9. Before you sign loan papers, make sure that the terms do not include voluntary insurance premiums. Some contracts will attempt to sneak in extra charges, and you may be unknowingly signing for them. Read the fine print. And, of course, if you want the insurance, ask for it. All lenders will be glad to explain the options and charges.
It’s a common practice to include charges for credit insurance at the time of closing for a mortgage, automobile loan, or other significant purchase. This is called “credit insurance packing”. It’s a high profit item for the lender or mortgage broker, so they hope you won’t notice.

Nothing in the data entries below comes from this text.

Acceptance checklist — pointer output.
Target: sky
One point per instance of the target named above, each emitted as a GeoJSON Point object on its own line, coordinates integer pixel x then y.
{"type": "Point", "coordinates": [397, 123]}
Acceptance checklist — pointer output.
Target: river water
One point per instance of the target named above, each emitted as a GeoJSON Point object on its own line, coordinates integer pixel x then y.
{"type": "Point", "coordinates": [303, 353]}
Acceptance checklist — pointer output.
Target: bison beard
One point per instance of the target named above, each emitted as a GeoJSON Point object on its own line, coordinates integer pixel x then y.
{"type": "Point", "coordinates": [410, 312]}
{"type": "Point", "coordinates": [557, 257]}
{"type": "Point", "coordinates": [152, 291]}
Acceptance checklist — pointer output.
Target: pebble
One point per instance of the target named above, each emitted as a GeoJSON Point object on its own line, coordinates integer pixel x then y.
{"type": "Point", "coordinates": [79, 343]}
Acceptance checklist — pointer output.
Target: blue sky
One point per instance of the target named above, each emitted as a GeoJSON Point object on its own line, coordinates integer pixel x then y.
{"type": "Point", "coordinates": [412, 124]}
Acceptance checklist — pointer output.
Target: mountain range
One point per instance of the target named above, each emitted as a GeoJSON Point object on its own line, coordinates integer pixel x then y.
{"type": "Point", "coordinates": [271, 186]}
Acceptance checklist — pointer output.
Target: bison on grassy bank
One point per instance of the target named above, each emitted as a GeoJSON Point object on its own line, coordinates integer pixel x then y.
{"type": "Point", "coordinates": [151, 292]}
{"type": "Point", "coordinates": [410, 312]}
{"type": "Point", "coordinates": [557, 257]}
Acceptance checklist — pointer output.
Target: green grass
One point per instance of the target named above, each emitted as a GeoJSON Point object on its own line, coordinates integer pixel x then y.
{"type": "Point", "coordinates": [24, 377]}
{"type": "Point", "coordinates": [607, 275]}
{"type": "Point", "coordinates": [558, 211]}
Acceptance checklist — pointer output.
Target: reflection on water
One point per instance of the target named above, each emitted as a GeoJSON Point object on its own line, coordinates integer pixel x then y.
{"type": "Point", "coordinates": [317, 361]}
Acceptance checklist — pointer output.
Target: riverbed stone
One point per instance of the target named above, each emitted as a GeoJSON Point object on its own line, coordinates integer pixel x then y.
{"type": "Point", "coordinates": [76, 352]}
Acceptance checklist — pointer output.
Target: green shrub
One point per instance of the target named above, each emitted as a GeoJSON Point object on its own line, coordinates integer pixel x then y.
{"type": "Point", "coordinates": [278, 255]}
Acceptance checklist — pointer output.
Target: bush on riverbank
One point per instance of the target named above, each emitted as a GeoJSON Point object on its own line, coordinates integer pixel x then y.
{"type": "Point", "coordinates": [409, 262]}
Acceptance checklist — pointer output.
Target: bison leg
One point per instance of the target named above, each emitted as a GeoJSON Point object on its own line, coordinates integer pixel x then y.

They are also hoping that if you do notice, you’ll be so overwhelmed with everything else, and anxious to get done with the closing, that you’ll cave in. Some unscrupulous sales people may even tell you that if you change the paperwork to take out the credit insurance, it will delay the closing, maybe even jeopardize it. Don’t let them do that to you, it could make a significant difference in your monthly payment.
10. Whether you decide to sign up for credit insurance or not, make sure to list down all the things you need to look out for. While it is true that credit card insurance can give you extra security, payments for credit insurance is a very expensive form of insurance. If you decide to purchase credit insurance, just make sure that you conduct a brief but thorough research about all the requirements carefully before accepting the policy offered.